The Competition and Markets Authority (“CMA”) has given some indications of how it sees its role in enforcing competition law following the UK’s withdrawal from the EU. Its draft annual plan, which has gone out to consultation and will be finalised shortly, suggests that the CMA expects “to take on a bigger role on the world stage post –Exit”. Key priorities include adjusting for a greater role in enforcement and merger control and international engagement and cooperation.
Separately the CMA has publicised plans for the expansion of its operations in Scotland in preparation for the UK’s withdrawal. Anticipating an increased caseload of work previously managed in Brussels, the plans involve bolstering the regulator’s Edinburgh workforce from 3 to 25-30 employees.
In a press release published on 31 January 2018, the watchdog explained that Brexit is “expected to increase [the organisation’s] merger reviews and investigations into cartels and other anti-competitive behaviours” and added that its expansion “will allow the CMA to build even stronger relationships with consumer and business groups, other regulators in Scotland as well as the Scottish Government and Parliament, and increase its capability to carry out UK-wide projects from Scotland.”
Examples of the regulator’s work outlined in the statement include a case involving Glasgow University, which no longer prevents students from graduating due to unpaid accommodation fees, and the £130,000 fine that Aberdeen-based Balmoral Tanks received for illegally exchanging price information.
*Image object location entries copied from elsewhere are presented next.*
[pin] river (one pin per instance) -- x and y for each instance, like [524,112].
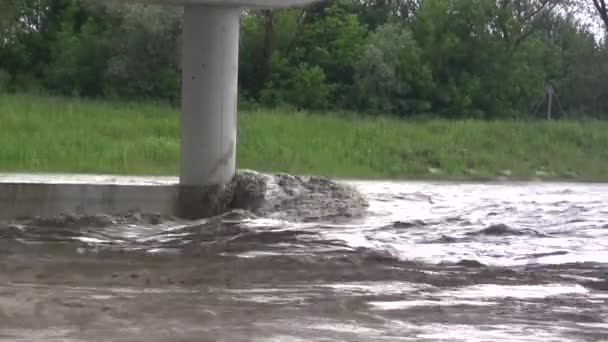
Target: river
[428,262]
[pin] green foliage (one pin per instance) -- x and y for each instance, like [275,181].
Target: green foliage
[390,75]
[411,58]
[71,135]
[5,81]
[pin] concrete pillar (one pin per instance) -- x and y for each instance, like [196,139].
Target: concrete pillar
[209,94]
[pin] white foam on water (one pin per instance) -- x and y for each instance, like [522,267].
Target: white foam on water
[408,304]
[515,291]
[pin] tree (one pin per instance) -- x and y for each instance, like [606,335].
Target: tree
[602,11]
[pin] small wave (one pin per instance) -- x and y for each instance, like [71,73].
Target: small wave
[504,230]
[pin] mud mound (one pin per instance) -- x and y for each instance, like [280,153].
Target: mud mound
[281,196]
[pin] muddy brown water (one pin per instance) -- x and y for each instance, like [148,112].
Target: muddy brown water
[428,262]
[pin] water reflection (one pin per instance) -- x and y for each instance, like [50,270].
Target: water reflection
[430,262]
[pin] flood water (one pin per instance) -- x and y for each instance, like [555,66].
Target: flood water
[429,262]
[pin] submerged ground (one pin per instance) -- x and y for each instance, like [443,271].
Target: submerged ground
[428,262]
[71,135]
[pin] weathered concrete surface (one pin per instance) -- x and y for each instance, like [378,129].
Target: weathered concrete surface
[51,195]
[280,196]
[209,95]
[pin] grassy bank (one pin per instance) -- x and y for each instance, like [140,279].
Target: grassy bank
[70,135]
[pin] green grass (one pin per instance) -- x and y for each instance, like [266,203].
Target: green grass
[54,134]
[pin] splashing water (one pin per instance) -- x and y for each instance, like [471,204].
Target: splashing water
[429,262]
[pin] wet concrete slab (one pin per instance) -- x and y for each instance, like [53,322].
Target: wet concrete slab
[27,195]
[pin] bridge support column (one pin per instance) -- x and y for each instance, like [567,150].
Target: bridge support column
[209,95]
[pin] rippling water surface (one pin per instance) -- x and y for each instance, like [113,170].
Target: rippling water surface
[429,262]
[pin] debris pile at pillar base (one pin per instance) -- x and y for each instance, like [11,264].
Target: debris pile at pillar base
[280,196]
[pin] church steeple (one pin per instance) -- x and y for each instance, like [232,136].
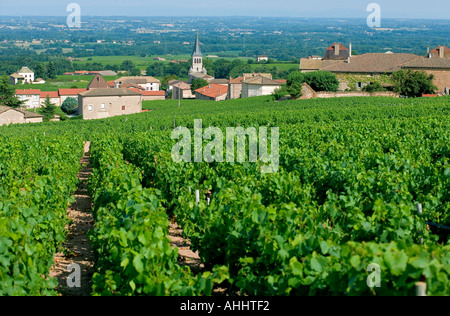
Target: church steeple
[197,51]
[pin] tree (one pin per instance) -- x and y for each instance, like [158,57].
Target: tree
[51,71]
[40,71]
[8,93]
[69,105]
[374,87]
[48,110]
[322,81]
[412,83]
[295,89]
[197,84]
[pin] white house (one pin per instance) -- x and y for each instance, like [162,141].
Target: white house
[27,74]
[259,86]
[147,83]
[262,58]
[30,97]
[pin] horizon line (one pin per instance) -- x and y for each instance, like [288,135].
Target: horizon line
[223,16]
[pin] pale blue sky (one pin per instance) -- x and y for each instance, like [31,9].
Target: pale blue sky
[414,9]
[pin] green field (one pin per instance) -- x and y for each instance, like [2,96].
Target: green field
[343,197]
[64,82]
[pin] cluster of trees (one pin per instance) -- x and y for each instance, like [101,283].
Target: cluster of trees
[220,68]
[318,80]
[408,83]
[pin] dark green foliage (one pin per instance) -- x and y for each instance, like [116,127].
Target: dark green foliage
[7,93]
[69,105]
[374,87]
[48,110]
[197,84]
[412,83]
[318,80]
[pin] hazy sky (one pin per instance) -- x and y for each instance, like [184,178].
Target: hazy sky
[436,9]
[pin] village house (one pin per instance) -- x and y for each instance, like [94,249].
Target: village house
[259,86]
[440,52]
[150,95]
[371,67]
[262,58]
[69,93]
[182,90]
[24,75]
[15,116]
[235,88]
[148,83]
[212,92]
[197,70]
[104,103]
[53,95]
[31,98]
[27,74]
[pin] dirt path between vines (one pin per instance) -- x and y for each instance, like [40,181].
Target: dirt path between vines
[186,257]
[78,250]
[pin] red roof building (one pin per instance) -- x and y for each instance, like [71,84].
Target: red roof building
[213,92]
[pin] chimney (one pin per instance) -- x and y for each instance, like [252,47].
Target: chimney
[337,49]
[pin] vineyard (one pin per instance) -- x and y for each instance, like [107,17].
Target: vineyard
[351,175]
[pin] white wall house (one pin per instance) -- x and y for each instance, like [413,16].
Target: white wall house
[259,86]
[147,83]
[27,74]
[31,98]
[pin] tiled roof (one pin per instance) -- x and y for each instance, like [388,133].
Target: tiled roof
[28,92]
[260,80]
[51,94]
[26,114]
[237,80]
[98,83]
[108,93]
[149,93]
[372,63]
[428,63]
[25,70]
[70,91]
[213,90]
[136,79]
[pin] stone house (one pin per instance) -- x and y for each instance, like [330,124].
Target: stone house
[182,90]
[259,86]
[53,95]
[15,116]
[30,97]
[212,92]
[104,103]
[148,83]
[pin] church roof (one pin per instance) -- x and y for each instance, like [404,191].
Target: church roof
[197,51]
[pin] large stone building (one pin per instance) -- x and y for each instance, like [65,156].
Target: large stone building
[259,86]
[212,92]
[15,116]
[354,72]
[103,103]
[197,70]
[147,83]
[31,98]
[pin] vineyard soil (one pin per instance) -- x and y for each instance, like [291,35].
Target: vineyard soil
[77,248]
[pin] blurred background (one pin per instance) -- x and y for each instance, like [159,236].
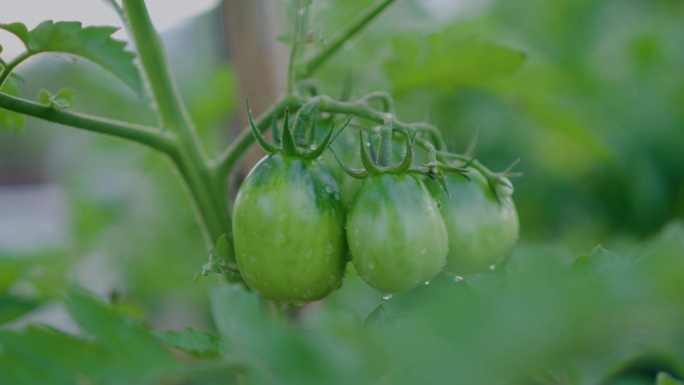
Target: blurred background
[588,93]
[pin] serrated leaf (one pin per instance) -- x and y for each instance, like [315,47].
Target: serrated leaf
[134,355]
[43,355]
[665,379]
[194,342]
[61,100]
[93,43]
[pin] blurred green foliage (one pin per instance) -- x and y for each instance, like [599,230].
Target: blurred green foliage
[588,93]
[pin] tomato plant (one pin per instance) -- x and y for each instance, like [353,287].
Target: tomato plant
[482,224]
[282,308]
[288,225]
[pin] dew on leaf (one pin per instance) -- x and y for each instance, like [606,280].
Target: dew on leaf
[457,278]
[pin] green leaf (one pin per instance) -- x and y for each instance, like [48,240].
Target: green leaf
[134,355]
[195,342]
[62,100]
[13,307]
[92,43]
[665,379]
[43,355]
[600,260]
[447,61]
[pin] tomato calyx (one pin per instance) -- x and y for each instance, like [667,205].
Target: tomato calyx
[292,141]
[381,162]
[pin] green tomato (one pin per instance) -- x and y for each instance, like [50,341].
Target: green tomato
[288,230]
[481,230]
[395,233]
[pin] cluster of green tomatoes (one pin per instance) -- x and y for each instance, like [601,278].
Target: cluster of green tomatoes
[300,216]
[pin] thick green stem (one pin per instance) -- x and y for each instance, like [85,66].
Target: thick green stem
[148,136]
[385,150]
[207,191]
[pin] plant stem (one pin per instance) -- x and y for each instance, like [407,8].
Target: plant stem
[338,41]
[148,136]
[207,191]
[225,163]
[362,110]
[9,67]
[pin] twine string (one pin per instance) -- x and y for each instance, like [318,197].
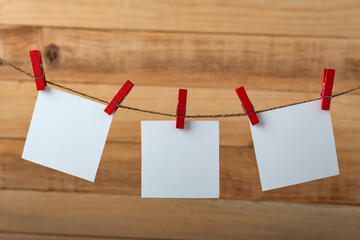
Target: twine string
[223,115]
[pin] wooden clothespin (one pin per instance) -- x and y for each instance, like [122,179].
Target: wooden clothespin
[38,69]
[181,109]
[326,89]
[247,105]
[119,97]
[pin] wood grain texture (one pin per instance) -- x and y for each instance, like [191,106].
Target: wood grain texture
[36,236]
[109,215]
[277,49]
[126,124]
[187,60]
[120,173]
[309,17]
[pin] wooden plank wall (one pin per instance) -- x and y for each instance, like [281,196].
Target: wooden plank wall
[277,49]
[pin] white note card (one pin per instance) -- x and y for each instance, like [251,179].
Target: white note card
[294,145]
[180,163]
[67,133]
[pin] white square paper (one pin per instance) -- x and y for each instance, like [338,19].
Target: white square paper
[294,145]
[67,133]
[180,163]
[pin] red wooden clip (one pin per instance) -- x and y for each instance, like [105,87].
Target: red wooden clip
[326,89]
[247,105]
[181,109]
[119,97]
[38,69]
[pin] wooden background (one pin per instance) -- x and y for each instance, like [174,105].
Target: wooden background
[277,49]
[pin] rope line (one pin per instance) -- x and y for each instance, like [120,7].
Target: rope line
[224,115]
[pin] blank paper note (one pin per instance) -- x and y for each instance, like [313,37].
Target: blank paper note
[294,145]
[67,133]
[180,163]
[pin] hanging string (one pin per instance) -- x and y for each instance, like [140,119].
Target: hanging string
[162,113]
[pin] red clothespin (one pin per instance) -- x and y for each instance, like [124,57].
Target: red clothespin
[38,69]
[247,105]
[181,109]
[119,97]
[326,89]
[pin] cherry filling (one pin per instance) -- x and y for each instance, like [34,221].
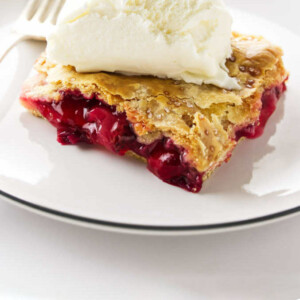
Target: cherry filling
[82,120]
[92,121]
[269,100]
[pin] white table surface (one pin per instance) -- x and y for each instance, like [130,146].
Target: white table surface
[44,259]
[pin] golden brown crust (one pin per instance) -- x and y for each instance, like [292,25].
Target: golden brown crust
[202,119]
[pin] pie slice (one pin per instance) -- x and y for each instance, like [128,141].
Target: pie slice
[182,131]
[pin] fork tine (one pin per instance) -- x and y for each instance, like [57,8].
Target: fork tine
[55,10]
[28,11]
[42,10]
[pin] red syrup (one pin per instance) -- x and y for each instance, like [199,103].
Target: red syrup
[89,120]
[269,100]
[82,120]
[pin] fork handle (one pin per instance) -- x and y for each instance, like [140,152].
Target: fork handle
[12,40]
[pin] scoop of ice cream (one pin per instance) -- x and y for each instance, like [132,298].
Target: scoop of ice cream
[180,39]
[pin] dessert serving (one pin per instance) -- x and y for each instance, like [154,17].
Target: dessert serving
[164,81]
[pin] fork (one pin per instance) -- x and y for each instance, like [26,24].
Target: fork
[34,23]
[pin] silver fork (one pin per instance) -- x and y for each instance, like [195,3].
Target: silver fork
[34,23]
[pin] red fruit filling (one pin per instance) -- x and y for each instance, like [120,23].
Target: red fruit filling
[82,120]
[92,121]
[269,100]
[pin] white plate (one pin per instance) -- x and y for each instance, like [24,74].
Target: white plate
[95,188]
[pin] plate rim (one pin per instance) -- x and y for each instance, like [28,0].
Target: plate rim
[114,226]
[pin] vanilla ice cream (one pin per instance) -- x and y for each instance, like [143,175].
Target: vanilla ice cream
[180,39]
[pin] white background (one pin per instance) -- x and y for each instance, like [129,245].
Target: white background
[45,259]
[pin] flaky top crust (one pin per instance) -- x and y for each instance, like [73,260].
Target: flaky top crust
[203,119]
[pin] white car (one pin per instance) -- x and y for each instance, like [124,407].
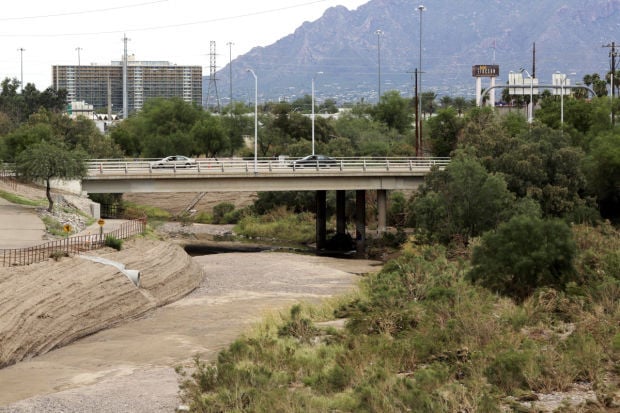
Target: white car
[178,161]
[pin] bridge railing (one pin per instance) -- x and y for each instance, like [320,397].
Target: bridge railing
[266,165]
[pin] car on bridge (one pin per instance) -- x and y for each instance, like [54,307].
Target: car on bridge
[174,161]
[314,161]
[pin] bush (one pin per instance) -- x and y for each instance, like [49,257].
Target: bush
[523,254]
[113,242]
[220,211]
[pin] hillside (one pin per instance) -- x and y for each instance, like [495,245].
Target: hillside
[569,36]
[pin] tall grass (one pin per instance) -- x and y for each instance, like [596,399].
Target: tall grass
[420,338]
[279,224]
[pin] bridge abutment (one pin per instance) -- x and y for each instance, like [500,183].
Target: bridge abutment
[360,222]
[321,219]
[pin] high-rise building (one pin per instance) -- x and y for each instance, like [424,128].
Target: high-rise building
[102,86]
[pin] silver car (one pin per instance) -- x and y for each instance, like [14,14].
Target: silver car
[178,161]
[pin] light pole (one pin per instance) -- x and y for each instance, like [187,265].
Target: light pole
[530,114]
[313,77]
[562,83]
[230,44]
[77,83]
[421,9]
[379,33]
[255,118]
[21,51]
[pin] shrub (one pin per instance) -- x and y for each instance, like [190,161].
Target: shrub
[58,254]
[113,242]
[523,254]
[220,211]
[507,371]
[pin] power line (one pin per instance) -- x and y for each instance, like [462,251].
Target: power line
[75,13]
[172,26]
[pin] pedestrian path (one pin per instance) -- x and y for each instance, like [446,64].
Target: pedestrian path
[20,226]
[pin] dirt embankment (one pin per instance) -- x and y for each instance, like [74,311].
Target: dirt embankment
[38,316]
Keith Brown, the Cabinet Secretary for the Economy, Jobs and Fair Work, commented that the expansion “will support our on-going work around the collaborative economy and ensure that we continue to develop our approach to consumer, competition and regulatory policy.”
The CMA does not appear to have provided further details in relation to the expansion in Scotland other than its initial announcement.
As with all matters related to Brexit, considerable uncertainty remains. What does however appear to be clear from these developments is the CMA’s intention to vigorously enforce competition law post Brexit. Of course budget and staffing issues may have an impact on these plans.